The file owner and processes capable of CAP_FOWNER are granted the right to modify ACLs of a file, which is analogous to the permissions required for accessing the file mode.

On current Linux systems, root is the only user with the CAP_FOWNER capability, so you must be the superuser to use setfacl if you are not the owner of the file.

Setfacl Syntax

setfacl [-bkndRLPvh] [{-m|-x} acl_spec] [{-M|-X} acl_file] file ...
setfacl --restore=file


The setfacl utility sets Access Control Lists (ACLs) of files and directories. On the command line, a sequence of commands is followed by a sequence of files (which in turn can be followed by another sequence of commands, and so on).

The options -m and -x expect an ACL on the command line. Multiple ACL entries are separated by commas (","). The options -M and -X read an ACL from a file or from standard input. The ACL entry format is described in the ACL Entries section, below.

The --set and --set-file options set the ACL of a file or a directory. The previous ACL is replaced. ACL entries for this operation must include permissions.

The -m (--modify) and -M (--modify-file) options modify the ACL of a file or directory. ACL entries for this operation must include permissions.

The -x (--remove) and -X (--remove-file) options remove ACL entries. It is not an error to remove an entry which does not exist. Only ACL entries without the perms field are accepted as parameters, unless the POSIXLY_CORRECT environment variable is defined.

When reading from files using the -M and -X options, setfacl accepts the output produced by getfacl. There is at most one ACL entry per line. After a pound sign ("#"), everything up to the end of the line is treated as a comment.

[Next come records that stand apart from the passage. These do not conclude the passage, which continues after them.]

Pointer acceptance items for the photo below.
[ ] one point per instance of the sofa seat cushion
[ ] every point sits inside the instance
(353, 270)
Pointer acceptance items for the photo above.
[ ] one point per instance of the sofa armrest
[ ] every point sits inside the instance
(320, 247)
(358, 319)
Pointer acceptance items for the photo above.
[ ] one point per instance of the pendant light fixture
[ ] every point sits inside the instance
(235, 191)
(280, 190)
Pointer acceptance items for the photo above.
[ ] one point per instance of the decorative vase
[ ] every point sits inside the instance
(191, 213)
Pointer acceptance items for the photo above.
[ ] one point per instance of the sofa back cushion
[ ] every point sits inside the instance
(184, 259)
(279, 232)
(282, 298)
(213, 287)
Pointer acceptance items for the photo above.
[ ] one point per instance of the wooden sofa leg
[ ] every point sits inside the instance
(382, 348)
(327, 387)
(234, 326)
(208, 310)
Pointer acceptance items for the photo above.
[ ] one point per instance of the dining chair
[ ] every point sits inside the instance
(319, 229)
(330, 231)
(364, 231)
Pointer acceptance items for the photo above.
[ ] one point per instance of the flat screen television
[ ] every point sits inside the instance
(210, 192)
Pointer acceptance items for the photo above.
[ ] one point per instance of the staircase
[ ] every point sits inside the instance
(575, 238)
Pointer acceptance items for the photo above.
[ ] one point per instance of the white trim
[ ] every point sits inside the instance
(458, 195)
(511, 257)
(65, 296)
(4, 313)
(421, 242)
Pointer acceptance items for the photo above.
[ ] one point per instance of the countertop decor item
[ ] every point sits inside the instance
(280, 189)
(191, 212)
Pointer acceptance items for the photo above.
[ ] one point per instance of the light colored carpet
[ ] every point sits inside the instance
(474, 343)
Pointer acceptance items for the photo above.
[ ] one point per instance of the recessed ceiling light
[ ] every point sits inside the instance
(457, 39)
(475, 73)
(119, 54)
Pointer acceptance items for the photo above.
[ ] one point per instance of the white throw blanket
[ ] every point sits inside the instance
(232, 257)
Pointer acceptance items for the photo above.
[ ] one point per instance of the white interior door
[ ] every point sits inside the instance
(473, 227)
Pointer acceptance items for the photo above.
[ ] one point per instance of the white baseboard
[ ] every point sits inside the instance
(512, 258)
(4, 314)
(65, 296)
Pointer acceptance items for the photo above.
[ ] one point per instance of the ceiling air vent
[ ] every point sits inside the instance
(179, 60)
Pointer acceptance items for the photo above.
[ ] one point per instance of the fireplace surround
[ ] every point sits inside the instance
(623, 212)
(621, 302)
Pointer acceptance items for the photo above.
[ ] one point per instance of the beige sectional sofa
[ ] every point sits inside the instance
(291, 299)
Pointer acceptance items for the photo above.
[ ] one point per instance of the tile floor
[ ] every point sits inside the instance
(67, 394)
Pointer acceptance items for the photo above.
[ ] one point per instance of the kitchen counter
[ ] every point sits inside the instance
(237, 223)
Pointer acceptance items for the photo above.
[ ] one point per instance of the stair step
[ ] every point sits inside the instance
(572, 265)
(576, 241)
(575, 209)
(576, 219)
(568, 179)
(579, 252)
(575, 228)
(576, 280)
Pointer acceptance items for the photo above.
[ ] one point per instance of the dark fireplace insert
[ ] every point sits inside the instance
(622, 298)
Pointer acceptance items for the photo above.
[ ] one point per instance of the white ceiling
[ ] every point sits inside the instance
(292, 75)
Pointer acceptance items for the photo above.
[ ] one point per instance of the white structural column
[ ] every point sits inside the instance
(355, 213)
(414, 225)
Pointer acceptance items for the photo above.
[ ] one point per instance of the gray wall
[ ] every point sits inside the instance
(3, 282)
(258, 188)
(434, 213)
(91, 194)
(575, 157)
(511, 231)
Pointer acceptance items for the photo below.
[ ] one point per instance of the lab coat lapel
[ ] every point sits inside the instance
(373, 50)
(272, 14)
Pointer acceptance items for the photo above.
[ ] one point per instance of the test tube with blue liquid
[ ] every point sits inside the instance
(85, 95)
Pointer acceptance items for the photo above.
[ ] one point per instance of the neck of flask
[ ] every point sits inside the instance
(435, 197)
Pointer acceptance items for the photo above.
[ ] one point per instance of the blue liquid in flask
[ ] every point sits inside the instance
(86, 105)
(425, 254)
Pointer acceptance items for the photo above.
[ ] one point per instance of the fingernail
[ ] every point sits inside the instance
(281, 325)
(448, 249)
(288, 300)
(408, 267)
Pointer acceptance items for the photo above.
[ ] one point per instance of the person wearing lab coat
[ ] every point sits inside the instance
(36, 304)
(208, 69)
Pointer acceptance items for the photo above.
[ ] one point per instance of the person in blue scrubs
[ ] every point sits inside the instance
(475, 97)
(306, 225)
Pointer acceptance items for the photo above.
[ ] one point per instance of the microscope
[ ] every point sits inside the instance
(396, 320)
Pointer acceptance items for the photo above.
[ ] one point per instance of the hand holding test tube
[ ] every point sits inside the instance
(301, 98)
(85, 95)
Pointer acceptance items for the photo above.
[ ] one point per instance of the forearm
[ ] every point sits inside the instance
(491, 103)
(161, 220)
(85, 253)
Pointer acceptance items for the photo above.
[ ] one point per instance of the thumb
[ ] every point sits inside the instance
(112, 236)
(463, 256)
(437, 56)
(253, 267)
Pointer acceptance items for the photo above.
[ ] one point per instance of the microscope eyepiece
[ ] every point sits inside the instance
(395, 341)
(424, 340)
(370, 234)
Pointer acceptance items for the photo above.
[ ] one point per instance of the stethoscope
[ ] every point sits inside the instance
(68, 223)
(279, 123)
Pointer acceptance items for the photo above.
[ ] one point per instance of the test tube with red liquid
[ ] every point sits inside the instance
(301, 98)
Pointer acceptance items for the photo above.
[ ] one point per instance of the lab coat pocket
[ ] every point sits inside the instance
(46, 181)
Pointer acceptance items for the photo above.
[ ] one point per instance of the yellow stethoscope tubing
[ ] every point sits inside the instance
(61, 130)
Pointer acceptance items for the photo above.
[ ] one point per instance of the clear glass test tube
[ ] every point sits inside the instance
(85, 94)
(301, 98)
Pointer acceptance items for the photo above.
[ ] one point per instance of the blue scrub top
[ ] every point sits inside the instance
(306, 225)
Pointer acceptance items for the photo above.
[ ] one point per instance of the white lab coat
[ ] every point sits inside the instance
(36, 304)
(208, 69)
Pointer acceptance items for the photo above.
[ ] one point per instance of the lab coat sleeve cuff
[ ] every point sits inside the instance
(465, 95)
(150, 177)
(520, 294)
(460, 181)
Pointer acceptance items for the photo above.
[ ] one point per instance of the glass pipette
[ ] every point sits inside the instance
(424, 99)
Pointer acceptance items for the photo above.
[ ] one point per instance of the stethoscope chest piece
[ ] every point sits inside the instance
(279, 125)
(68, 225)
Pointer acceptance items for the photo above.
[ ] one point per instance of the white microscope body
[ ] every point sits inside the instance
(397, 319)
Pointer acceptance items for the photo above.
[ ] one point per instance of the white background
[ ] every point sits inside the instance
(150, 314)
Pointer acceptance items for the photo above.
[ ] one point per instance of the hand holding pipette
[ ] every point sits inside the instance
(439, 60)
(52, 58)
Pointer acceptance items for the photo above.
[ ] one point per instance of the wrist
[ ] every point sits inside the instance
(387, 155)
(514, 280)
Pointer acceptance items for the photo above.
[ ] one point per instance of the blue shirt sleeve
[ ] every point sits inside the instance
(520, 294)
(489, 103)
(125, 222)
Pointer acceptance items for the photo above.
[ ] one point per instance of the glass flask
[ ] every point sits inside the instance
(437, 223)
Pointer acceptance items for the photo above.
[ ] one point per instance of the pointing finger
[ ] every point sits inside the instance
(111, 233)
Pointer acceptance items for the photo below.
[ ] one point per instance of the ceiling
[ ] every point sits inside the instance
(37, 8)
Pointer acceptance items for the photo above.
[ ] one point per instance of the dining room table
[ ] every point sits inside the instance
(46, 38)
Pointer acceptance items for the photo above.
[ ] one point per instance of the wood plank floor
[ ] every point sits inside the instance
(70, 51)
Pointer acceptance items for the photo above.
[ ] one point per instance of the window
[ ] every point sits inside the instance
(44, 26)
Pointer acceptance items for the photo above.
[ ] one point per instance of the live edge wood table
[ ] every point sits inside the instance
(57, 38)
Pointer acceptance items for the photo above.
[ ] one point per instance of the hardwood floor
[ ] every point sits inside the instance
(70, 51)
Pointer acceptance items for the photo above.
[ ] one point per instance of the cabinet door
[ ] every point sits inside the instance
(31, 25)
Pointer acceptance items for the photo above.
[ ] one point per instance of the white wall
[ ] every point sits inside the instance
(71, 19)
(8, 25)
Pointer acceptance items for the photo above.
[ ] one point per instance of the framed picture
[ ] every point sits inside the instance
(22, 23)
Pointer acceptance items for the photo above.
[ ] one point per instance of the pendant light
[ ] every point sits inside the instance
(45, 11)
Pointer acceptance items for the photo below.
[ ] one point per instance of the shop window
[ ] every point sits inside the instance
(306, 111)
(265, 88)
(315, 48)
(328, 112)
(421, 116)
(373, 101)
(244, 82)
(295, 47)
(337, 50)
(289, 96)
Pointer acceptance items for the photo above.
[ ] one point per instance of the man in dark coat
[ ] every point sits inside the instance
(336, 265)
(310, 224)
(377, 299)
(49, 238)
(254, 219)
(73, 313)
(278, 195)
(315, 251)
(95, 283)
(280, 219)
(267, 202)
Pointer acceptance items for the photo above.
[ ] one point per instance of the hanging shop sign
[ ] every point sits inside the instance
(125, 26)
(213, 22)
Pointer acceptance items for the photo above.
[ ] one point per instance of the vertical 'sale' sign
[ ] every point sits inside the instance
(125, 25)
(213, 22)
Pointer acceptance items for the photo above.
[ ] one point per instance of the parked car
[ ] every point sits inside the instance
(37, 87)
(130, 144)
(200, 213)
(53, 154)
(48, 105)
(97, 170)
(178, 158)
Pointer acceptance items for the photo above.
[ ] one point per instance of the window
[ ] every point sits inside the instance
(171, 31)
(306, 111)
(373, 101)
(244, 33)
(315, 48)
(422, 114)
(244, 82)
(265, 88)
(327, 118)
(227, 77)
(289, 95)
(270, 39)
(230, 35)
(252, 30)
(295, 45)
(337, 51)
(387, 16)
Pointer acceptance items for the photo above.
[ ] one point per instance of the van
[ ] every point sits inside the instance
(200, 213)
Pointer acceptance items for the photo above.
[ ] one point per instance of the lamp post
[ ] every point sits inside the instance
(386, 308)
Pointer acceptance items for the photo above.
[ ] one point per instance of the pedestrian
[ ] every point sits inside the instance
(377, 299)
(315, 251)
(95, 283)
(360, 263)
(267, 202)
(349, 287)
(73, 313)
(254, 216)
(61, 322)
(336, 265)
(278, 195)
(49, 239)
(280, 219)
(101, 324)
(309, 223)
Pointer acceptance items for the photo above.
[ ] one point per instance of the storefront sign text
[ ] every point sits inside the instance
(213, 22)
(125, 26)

If setfacl is used on a file system which does not support ACLs, setfacl operates on the file mode permission bits. If the ACL does not fit completely in the permission bits, setfacl modifies the file mode permission bits to reflect the ACL as closely as possible, writes an error message to standard error, and returns with an exit status greater than 0.

ACL Entries

[d[efault]:] [u[ser]:]uid [:perms] Permissions of the user with user ID uid, or permissions of the file's owner if uid is empty.
[d[efault]:] g[roup]:gid [:perms] Permissions of the group with group ID gid, or permissions of the owning group if gid is empty.
[d[efault]:] m[ask][:] [:perms] Effective rights mask.
[d[efault]:] o[ther][:] [:perms] Permissions of others.

Setfacl Examples

setfacl -m u:lisa:r file

Grant user lisa read access to file file.

setfacl -R -m u:lisa:r /var/log/

Grant user lisa read access to the /var/log/ directory and all files/folders under /var/log/

setfacl -m m::rx file

Revoke write access from all groups and all named users (using the effective rights mask) for file file.

setfacl -x g:staff file

Remove the group entry for the group staff from file file's ACL.

getfacl file1 | setfacl --set-file=- file2

Copy the ACL of file1 to file2.

getfacl --access dir | setfacl -d -M- dir

Copy the access ACL into the default ACL.